飲み会

 その光景は異様だった。 互いに向かい合った2人は、まるで水でもがぶ飲みしているかのように大量のアルコールを飲み続けている。 普通であれば脳はふやけ思考は即座に夢の世界へと誘われるだろうが、2人はペースが変わることなく次々と空瓶を量産し続け、ついに10本目となるところで俺は手を止めた。


「……酔っぱらうとかそういうの関係なしに、普通に気持ち悪くなってきたんですけど。 もう止めませんか?」


 テーブルを挟み向かい合って座っているドワーフ少女はあれだけ酒を飲んだにも関わらず酔っぱらう気配は無い、それどころか顔すら赤くなっていなかった。
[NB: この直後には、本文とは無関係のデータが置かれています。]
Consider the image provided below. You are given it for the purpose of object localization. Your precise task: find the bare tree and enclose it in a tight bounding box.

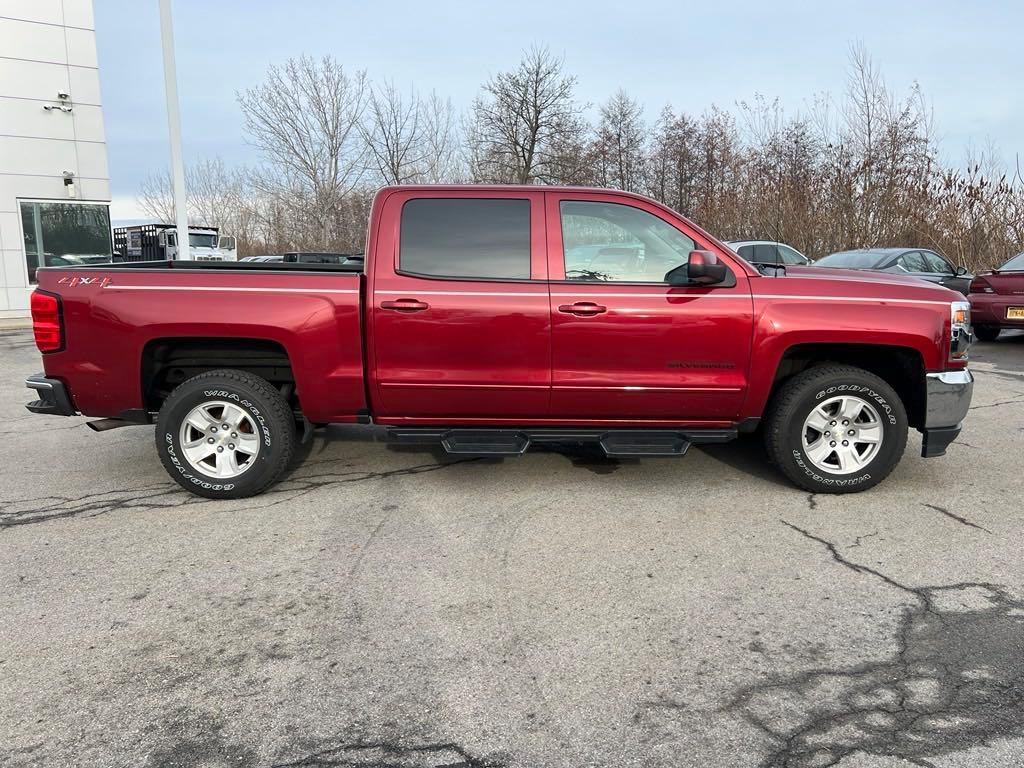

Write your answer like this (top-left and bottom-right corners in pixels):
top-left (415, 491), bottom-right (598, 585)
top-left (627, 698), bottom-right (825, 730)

top-left (238, 56), bottom-right (368, 248)
top-left (420, 91), bottom-right (465, 184)
top-left (362, 83), bottom-right (458, 184)
top-left (595, 89), bottom-right (647, 191)
top-left (471, 47), bottom-right (586, 184)
top-left (362, 83), bottom-right (424, 184)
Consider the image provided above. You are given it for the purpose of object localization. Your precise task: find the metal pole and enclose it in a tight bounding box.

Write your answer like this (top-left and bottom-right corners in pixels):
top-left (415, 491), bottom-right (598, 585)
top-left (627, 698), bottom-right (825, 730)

top-left (160, 0), bottom-right (191, 259)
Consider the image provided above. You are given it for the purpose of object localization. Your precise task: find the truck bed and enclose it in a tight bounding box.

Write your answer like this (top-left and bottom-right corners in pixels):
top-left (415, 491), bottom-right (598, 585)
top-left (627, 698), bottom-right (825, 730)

top-left (38, 261), bottom-right (367, 423)
top-left (103, 259), bottom-right (362, 274)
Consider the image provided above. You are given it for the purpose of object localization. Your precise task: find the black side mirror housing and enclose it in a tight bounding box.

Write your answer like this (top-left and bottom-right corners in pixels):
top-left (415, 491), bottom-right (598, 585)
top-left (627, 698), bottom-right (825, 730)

top-left (665, 251), bottom-right (736, 286)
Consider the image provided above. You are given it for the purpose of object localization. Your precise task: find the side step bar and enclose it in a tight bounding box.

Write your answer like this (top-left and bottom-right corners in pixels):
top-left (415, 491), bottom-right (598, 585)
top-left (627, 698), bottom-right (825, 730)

top-left (388, 427), bottom-right (737, 458)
「確かに、量的な意味でキツクなってきたわね。 本当にコレ度数が一番高いお酒なの?」


「そのはずですが、式典用の酒ですし、悪酔いしないためにあまり度数の高い酒が置いてないのかもしれないですね。 …椎名、もっと強い酒は無いか?」


 このまま普通に飲み続けても埒が明かないので傍で控える椎名により強い酒を要求する。 すると椎名は俺の声に素早く反応して手品のように何もない空間から酒瓶を1本取り出した。


「でしたら、こちらがよろしいかと」


 酒瓶を椎名から受け取る。 椎名から受け取った物は今まで飲んだ酒とは違い、飲む気にならないような濃い緑に染まった液体が詰まっていた。 そして色合いもだが加えて気になったのが酒瓶に張り付けられているラベルである。 名称が記載されている横に小さくドクロマークがついている。


「……コレは酒ではなく毒なんじゃないのか?」


「確かに、出来れば、これは私も飲みたくない。 度数が高いからとかじゃなく純粋に美味しくなさそう」


 ドワーフ少女の言葉に素直にうなずく。 お酒というジャンルからかけ離れた外見をしているソレは、渡す瓶を間違ったとしか思えなかった。
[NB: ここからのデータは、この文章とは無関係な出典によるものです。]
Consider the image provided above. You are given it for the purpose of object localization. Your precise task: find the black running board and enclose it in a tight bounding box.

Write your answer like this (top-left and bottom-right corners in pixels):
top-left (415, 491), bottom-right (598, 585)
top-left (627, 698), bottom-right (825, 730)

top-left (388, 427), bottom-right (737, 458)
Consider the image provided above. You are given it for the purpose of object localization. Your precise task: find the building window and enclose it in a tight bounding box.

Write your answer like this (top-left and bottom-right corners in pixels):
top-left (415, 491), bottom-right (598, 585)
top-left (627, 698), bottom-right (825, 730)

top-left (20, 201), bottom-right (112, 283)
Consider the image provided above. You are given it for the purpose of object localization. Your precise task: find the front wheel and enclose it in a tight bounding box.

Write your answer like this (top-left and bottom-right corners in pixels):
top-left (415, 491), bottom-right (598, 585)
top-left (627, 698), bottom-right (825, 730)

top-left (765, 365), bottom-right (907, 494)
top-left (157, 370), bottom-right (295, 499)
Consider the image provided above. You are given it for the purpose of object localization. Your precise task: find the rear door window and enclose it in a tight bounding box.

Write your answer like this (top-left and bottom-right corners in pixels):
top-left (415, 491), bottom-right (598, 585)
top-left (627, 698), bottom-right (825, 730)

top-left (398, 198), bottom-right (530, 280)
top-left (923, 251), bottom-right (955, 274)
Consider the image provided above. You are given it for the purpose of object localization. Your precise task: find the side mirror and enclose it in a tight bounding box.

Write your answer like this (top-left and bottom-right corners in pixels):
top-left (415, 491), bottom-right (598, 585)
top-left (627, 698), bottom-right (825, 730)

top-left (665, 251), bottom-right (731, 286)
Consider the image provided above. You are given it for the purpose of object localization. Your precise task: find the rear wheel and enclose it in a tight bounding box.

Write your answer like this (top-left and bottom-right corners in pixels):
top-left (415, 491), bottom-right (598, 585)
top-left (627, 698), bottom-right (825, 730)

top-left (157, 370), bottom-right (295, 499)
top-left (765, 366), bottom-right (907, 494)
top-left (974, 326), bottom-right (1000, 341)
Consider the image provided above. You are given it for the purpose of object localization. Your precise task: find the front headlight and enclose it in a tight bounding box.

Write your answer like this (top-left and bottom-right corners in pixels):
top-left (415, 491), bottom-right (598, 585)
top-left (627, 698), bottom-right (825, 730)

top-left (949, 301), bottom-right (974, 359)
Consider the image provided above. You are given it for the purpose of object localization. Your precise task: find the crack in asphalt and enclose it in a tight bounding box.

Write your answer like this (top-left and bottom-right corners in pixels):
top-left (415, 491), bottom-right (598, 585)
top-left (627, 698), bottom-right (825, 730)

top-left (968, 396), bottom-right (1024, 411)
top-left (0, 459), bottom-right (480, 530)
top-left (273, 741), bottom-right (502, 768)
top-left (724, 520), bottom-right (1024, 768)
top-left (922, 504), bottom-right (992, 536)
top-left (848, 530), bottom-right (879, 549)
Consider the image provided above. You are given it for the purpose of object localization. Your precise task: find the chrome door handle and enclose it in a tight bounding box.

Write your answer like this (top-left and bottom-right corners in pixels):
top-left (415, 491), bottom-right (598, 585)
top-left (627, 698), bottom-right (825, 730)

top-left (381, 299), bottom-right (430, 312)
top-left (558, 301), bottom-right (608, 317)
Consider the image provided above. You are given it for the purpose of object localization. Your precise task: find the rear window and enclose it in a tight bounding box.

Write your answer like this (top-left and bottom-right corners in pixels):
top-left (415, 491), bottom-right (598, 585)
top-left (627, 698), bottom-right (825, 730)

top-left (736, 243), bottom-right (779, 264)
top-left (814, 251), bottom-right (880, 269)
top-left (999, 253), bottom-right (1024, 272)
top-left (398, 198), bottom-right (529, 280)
「美味しくは無いですね。 ですが度数は先ほどお2人が飲んでいたお酒とは次元が違います。 何しろ蓋を開けてスグに飲み干さなければお酒が揮発してしまって量が減るんですよ」


 本当に飲み物なのかソレ? 流石にこれは未体験のゾーンだ。 だがソレは目の前のドワーフ少女もそうだったらしく、何とも引きつった表情を浮かべていた。